9 thoughts on “What on earth is the “Hypomnesticon” of “Josephus Christianus”?

  1. That was quick!
    Grant and Menzies p. 28:
    “A German translation, based on Fabricius’s edition, was published under the direction of J.H. Haug in 1742.”

  2. “A fifth version was found however at Jericho, hidden in bronze jars, bearing no translator’s name in the title. However they say that this translation was by a certain woman, because those jars were found at the house of a woman who was studious of sacred literature.”

    There were several pre modern reports of finding sacred texts in the desert in the vicinity of Jericho, including that by Patriarch Timotheus I , c 800 CE.
    The Library at Quram, H. Stegman, Wm.
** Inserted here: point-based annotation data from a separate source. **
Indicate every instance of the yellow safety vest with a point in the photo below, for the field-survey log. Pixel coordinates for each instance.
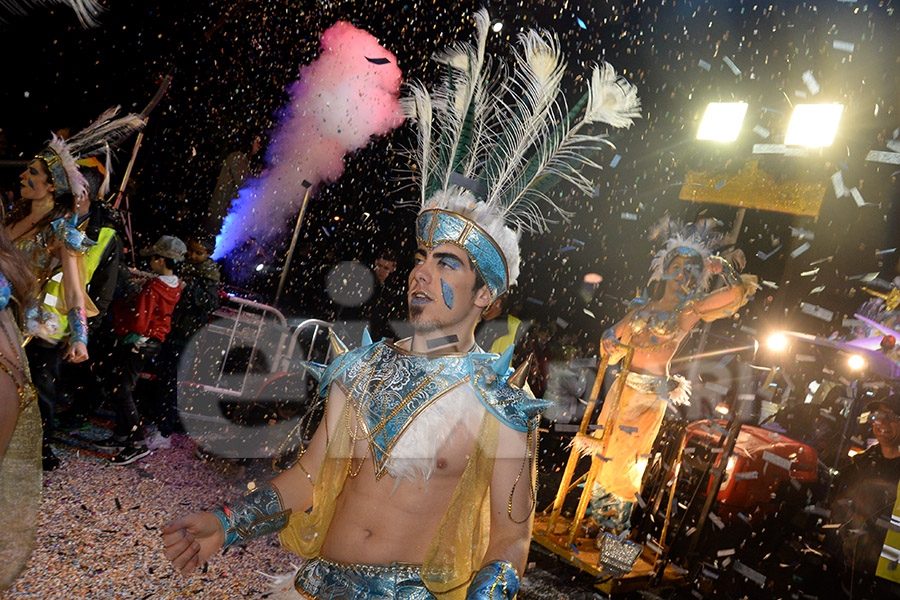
(53, 295)
(890, 555)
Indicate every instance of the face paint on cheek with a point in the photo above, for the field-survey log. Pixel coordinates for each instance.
(447, 293)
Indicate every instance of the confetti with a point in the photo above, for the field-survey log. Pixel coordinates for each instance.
(761, 131)
(890, 158)
(844, 46)
(731, 65)
(811, 84)
(754, 576)
(837, 182)
(816, 311)
(800, 249)
(776, 460)
(769, 148)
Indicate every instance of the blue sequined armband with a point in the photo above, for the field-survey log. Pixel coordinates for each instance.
(495, 581)
(259, 513)
(77, 325)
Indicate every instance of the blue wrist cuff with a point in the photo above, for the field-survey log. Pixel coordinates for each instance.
(77, 325)
(495, 581)
(257, 514)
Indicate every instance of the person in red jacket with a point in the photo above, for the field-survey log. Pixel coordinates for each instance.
(141, 325)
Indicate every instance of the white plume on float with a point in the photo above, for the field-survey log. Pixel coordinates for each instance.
(340, 101)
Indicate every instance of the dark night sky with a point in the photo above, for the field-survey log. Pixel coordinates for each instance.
(232, 61)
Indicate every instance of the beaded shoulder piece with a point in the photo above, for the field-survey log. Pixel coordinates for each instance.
(391, 386)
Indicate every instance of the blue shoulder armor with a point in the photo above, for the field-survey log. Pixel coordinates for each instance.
(505, 395)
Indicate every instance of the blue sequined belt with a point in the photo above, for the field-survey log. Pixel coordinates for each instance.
(647, 384)
(323, 579)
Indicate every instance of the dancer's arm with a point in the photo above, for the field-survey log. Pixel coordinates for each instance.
(193, 539)
(74, 296)
(722, 302)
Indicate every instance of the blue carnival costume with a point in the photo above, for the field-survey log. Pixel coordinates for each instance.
(492, 142)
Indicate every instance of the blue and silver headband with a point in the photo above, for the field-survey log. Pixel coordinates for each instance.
(58, 173)
(436, 226)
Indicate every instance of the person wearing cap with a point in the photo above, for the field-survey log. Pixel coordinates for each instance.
(867, 491)
(141, 325)
(200, 283)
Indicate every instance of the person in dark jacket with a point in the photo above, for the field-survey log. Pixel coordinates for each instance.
(141, 325)
(101, 262)
(867, 491)
(79, 382)
(200, 284)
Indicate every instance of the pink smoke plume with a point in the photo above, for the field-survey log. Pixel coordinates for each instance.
(343, 98)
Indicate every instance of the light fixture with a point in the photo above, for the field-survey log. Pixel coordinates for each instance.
(777, 342)
(722, 121)
(813, 125)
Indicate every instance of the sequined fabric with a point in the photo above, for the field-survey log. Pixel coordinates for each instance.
(390, 386)
(328, 580)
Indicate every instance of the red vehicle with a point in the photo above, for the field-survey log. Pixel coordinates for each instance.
(762, 462)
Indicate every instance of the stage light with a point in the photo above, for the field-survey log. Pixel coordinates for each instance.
(856, 362)
(722, 121)
(777, 342)
(813, 125)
B; Eerdmans, 1998, p. 69 and following.
    Also
    “… he (Origen) has added a note that it (an alternative translation of the Holy Writ) was found at Jericho in a jar during the reign of Antonius, the son of Severus.”
    Eusebius, EH, Book 6.16.

    The statement above and the ones below suggest the author of “Hypomnesticon” may have been paraphrasing Eusebius discussion of Origen’s Hexapla, the Sixfold Edition.
    “Moreover, he (Origen) hunted out the published translations of the Holy Writ other than the Septuagint, and in addition to the versions in common use- those of Aquilla, Symmachus and Theodotion, he discovered several alternative translations. These had been lost for many years,..”
    Eusebius, EH 6.16.
    “These together with several other commentaries on scripture by Symmanchus, Origen states that he received from a woman called Juliana, on whom he says, Symmanchus had himself bestowed them.”
    Eusebius, EH 6.17

  3. Roger
    Just another random thought;
    Translated from French Wikipedia https://fr.wikipedia.org/wiki/Joseph_(auteur_chr%C3%A9tien_ancien)
    “Christians; § 140 is a list of 62 heresies briefly presented.”
    It would be worthwhile to compare these 62 heresies to the 80 or so sects discussed in Ephiphanius’ Panarion, to see if Panarion was used as a source.
    After the 5th c. most writers seem limited to a few standard secondary references which they mine and paraphrase. Sometime after Jerome, there seems to have been a contraction of the number of original text sources available to the early Christian commentators.

  4. ““A fifth version was found however at Jericho, hidden in bronze jars, … ”
    Early Karaites wrote that some of their founding texts had been left to them by “cave dwellers”, suggesting that the Karaites had found another cache of hidden scrolls from the Jewish Revolt.
    Leon Nemoy, Karaite Anthology: Excerpts from the Early Literature, 1952.